After she was born, in early winter, I still found myself lonely, isolated, broke and snowed in; still a shy confused teenager, ashamed (even though my daughter was amazing), terrified, overwhelmed, on social assistance and poverty stricken. When it seemed just like everything was closing in on me, I bundled her up and took the bus to the library. I discretely nursed her and read in a quiet sunny corner. When she got fussy, I hugged her close, patted her lightly, and paced in the aisles of books, reading the titles off the spines in a soft soothing whisper. It seemed to calm her right down. Maybe because it calmed me down too, I don't know.

I'd quietly read aloud to her whatever I was reading. And as she got a bit older, I'd find big colourful books to keep her amused. It was a particularly long dark cold winter that year. I'm sure some weeks we were at the library every day.

When she was about a year old, I went back to finish high school. We were still on social assistance, although I was better at being thrifty and resourceful. We never did get a television. Instead, I would pick her up from childcare after school and we'd stop at the downtown library several times a week. It was in the basement then, so no sunny windows, but in the winter it was already dark anyway. I remember there were animals (a hamster or gerbil, maybe, and a big, big lizard) that really fascinated her, and some toys and puzzles. I could do my homework, and she could look at books, play, and have space to move around (our apartment was so small!) all while being close enough to keep an eye on and interact with her. It was kind of a home away from home. I would let her choose something to take home and we would read them after her bath, before I tucked her into bed (just like the books told me to do!). Every few days she would collect what we had borrowed to return to the library. It was a routine little responsibility that she embraced at an early age. She started to recognize words by the time she was two and could read simple books to other children when she was three!

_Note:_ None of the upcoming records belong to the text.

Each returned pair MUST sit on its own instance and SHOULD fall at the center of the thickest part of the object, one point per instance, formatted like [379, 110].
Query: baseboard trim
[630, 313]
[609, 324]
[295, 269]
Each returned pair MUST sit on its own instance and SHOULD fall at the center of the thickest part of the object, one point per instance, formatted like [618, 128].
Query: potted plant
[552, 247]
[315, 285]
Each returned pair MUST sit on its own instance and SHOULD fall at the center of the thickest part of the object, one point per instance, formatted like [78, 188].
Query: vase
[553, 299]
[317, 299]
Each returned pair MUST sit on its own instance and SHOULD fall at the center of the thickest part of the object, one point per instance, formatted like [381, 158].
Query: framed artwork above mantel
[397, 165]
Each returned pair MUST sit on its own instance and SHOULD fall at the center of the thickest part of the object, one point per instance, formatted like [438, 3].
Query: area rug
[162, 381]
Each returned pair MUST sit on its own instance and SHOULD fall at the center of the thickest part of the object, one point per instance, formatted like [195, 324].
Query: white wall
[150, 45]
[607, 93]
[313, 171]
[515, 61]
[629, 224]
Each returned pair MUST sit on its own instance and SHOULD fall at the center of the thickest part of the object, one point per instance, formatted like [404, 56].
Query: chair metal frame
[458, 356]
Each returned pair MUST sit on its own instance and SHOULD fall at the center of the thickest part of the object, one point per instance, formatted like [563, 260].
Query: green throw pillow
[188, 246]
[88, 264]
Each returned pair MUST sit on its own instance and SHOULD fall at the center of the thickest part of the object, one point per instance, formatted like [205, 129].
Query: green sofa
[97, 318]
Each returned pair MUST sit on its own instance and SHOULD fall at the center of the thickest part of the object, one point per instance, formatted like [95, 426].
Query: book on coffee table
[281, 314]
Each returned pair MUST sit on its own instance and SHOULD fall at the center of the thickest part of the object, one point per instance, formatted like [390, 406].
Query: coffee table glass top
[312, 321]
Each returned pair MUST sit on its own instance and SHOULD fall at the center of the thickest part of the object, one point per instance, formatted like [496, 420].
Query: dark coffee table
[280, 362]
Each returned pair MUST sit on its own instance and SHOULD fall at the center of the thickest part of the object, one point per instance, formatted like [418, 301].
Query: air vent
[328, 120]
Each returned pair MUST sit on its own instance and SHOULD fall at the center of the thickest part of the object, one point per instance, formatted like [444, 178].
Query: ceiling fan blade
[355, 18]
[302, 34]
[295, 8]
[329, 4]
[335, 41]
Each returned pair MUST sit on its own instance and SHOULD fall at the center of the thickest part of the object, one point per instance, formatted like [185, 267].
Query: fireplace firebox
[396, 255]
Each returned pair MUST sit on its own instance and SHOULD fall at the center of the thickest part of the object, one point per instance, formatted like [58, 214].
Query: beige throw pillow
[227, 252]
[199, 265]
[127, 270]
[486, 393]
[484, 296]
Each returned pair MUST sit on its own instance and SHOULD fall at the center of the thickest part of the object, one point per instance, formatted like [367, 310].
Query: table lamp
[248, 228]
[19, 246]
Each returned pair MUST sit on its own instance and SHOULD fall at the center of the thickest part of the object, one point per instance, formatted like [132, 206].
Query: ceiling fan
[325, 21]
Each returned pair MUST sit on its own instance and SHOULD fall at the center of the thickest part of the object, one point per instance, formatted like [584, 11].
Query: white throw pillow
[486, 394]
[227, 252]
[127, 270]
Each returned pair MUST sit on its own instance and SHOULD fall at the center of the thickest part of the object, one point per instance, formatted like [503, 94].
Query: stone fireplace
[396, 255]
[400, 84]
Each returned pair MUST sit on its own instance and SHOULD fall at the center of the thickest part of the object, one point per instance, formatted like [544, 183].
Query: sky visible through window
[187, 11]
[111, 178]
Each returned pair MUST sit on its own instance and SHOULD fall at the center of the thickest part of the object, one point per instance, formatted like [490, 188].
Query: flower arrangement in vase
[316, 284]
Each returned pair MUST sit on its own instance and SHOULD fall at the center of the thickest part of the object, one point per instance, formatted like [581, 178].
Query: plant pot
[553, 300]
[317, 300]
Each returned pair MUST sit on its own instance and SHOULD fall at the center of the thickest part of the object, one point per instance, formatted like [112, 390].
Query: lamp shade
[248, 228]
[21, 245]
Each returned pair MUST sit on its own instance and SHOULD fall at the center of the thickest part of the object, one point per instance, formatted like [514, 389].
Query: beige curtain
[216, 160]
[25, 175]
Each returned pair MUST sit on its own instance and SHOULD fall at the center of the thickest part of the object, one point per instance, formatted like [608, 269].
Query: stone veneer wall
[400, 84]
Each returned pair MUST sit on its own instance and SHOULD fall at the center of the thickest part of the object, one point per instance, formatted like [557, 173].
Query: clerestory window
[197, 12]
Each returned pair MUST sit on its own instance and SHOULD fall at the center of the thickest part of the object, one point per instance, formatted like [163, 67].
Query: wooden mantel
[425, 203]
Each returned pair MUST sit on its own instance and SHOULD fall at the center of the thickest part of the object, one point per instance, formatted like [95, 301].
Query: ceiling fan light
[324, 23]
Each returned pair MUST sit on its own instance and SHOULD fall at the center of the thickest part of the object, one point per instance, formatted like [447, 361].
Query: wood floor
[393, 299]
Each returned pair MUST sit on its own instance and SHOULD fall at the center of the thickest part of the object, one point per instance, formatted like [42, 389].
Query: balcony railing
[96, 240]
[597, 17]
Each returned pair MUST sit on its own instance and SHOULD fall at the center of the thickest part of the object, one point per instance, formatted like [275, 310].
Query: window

When I finally graduated from high school, she was four years old.

Then I had to go to work…as a waitress…still, I was happy and proud to have completed high school. But now I was much busier, with less time to spend, and getting to the library before closing was mostly out of the question. But every second Friday we would go have dinner out (which often involved going to a grocery for buns and cheese and fruit, but sometimes it was Spaghetti Factory or pizza) and then we'd hit the library for our supply of reading material.

From time to time, on the weekend, I couldn't find childcare and she would come to work with me for a part day shift, where she would read, play, do crafts, write little poems, colour and draw, help fold napkins, and generally hold her own in conversation. She had an amazing vocabulary for a child! I think back on how much I adored her and my heart just blooms.

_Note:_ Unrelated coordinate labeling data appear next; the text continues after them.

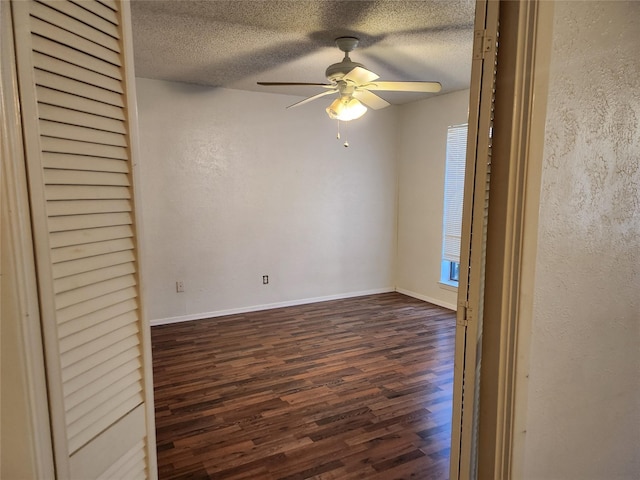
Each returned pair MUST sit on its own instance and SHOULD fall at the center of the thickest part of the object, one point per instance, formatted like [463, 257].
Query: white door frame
[518, 134]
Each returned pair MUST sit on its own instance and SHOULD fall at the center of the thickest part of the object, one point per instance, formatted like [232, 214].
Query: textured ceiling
[236, 43]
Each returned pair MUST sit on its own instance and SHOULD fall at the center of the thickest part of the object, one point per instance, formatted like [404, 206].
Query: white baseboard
[268, 306]
[419, 296]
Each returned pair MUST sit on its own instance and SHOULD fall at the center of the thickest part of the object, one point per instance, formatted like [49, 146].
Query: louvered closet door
[75, 89]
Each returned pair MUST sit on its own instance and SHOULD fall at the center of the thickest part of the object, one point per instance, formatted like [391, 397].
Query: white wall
[233, 187]
[583, 419]
[422, 153]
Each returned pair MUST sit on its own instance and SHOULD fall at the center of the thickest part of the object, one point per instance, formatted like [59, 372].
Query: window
[452, 215]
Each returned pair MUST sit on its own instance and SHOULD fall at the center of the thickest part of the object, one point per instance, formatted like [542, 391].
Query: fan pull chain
[346, 142]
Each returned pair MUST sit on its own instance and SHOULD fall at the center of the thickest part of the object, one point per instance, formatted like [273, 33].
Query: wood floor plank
[344, 389]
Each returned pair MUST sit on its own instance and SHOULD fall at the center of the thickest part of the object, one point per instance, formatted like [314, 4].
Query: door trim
[519, 121]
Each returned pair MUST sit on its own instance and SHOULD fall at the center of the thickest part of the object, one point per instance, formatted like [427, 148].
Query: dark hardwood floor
[344, 389]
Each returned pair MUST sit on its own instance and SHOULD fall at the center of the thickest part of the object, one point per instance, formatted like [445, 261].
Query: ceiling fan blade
[429, 87]
[293, 84]
[321, 94]
[360, 76]
[370, 99]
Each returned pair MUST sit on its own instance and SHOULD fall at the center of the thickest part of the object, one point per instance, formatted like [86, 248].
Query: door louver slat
[48, 96]
[94, 291]
[95, 276]
[73, 117]
[100, 10]
[57, 67]
[93, 305]
[73, 11]
[66, 254]
[78, 88]
[75, 57]
[94, 374]
[125, 401]
[79, 414]
[61, 161]
[77, 27]
[59, 145]
[65, 37]
[84, 177]
[72, 207]
[80, 237]
[89, 363]
[82, 134]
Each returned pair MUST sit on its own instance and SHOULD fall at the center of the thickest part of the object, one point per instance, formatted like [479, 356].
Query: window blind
[453, 192]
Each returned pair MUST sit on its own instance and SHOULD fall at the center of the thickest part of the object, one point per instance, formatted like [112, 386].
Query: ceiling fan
[354, 85]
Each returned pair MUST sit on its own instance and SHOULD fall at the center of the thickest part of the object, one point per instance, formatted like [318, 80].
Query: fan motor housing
[338, 70]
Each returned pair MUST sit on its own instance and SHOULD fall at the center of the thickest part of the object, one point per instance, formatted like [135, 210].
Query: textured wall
[584, 398]
[421, 165]
[235, 187]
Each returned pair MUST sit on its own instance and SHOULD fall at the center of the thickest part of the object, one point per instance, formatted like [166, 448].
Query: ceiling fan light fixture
[346, 109]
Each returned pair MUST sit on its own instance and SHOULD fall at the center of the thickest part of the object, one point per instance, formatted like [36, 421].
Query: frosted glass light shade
[346, 109]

She excelled throughout school, earning a baccalaureate and several scholarships, even though we couldn't afford to have a computer at home.

When she went away to university I missed her so much, and among other things, I turned to library for advice, solace, companionship and education.

She is now in her third year of graduate school at university. Getting a PHD! I can hardly breathe when I think of it!

Sorry to brag on my daughter so much, it just that, I kind of credit the library for being a refuge and even, perhaps, saving us from a life of bitter ruin. Looking back, things could have turned out much different!

I am sure we are just two of many hundreds of thousands whose lives have been enhanced, if not in fact saved, by the fact that there was a library to go to.

Thank you!


As Edmonton continues to grow and change, the library’s role as an educational resource, an open and accessible meeting place, and a catalyst for transforming communities is more important than ever.

Libraries provide essential community support, read the report 2023 OVERDUE: The Case for Canada’s Public Libraries, which calls upon each order of government to up their investment in the country’s largest network of knowledge and service providers.